Although the pathophysiology of pleural effusions in the perioperative period following CABG can differ, these effusions usually will resolve without intervention. The effusions that occur later than 1 week and within 1 month typically are associated with acute chest pain and fever and usually require antiinflammatory medication. The persistent effusions are the consequence of dysfunctional healing of the pleural space resulting in a visceral pleural peel or fibrosis, which may lead to a trapped lung that may require decortication."
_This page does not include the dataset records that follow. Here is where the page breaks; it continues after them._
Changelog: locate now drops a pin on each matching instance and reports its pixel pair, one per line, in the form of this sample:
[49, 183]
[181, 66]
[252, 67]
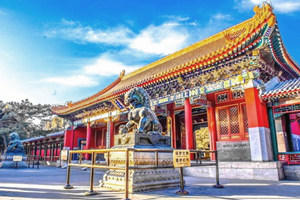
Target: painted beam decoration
[199, 93]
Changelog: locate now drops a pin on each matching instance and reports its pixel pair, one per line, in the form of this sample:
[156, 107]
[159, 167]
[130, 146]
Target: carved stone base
[7, 162]
[141, 140]
[141, 179]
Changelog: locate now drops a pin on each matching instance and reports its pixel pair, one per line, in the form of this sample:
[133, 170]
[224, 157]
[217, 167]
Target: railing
[51, 158]
[291, 158]
[93, 165]
[33, 160]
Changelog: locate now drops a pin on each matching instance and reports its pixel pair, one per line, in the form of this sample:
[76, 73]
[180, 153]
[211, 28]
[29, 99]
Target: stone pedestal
[260, 144]
[7, 161]
[141, 179]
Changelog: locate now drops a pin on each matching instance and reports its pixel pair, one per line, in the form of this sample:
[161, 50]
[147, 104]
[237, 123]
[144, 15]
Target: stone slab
[240, 170]
[292, 172]
[12, 164]
[141, 180]
[234, 151]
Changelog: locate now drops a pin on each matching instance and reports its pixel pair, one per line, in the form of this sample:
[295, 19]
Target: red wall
[79, 133]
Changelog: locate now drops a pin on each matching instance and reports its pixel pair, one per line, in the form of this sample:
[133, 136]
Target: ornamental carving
[141, 119]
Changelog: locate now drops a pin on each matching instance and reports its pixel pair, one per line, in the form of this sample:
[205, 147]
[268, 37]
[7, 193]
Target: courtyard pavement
[48, 182]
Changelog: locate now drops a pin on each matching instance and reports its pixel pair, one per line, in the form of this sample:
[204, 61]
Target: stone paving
[47, 183]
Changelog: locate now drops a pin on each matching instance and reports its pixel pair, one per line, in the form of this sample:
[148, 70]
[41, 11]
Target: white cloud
[72, 30]
[221, 16]
[280, 6]
[160, 40]
[2, 12]
[164, 39]
[72, 80]
[106, 66]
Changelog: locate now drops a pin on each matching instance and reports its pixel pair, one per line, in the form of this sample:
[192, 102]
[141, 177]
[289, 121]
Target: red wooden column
[103, 132]
[72, 138]
[88, 139]
[188, 124]
[259, 132]
[211, 120]
[111, 133]
[170, 108]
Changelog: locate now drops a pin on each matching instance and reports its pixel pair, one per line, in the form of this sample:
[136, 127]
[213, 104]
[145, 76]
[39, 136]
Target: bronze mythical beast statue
[15, 146]
[141, 119]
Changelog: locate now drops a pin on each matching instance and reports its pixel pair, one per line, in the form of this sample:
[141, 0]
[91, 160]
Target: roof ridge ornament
[122, 74]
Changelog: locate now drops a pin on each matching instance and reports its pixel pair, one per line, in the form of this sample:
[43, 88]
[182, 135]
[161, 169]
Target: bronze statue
[15, 146]
[141, 119]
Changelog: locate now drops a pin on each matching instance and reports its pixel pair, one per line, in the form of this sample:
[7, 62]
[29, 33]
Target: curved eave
[242, 43]
[65, 110]
[281, 56]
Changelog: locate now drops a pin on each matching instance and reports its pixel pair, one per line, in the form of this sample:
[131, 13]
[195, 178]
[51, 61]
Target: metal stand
[91, 191]
[182, 191]
[126, 175]
[68, 186]
[218, 185]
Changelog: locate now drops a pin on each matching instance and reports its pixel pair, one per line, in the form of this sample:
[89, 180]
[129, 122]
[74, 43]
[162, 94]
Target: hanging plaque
[181, 158]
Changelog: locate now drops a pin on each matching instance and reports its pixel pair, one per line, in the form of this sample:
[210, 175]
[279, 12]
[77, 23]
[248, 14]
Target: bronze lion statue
[141, 119]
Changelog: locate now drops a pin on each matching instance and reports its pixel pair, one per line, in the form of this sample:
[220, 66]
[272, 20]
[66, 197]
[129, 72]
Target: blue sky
[56, 51]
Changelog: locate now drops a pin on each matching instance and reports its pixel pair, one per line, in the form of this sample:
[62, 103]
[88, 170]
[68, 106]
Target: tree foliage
[28, 119]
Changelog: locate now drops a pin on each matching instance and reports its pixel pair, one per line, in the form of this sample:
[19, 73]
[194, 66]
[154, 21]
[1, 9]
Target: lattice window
[223, 122]
[237, 94]
[245, 118]
[230, 122]
[234, 120]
Abstract from The Annals of Thoracic Surgery
"Pleural effusion is a common occurrence following heart surgery, but in most cases the fluid collection is small and not clinically significant. Some patients, however, develop a significant effusion during the initial hospitalization or after hospital discharge, which requires drainage to relieve respiratory symptoms."
 
So from a clinical standpoint, pleural effusion can be a complication of the cardiac surgery, unless it is documented that the patient had a prior existing condition for which I could then bill with modifier 24 or 79 if appropriate.

From a coding standpoint, who has the final word? The STS says PE is a complication. Does CMS comment on this? Otherwise, I feel the STS is correct.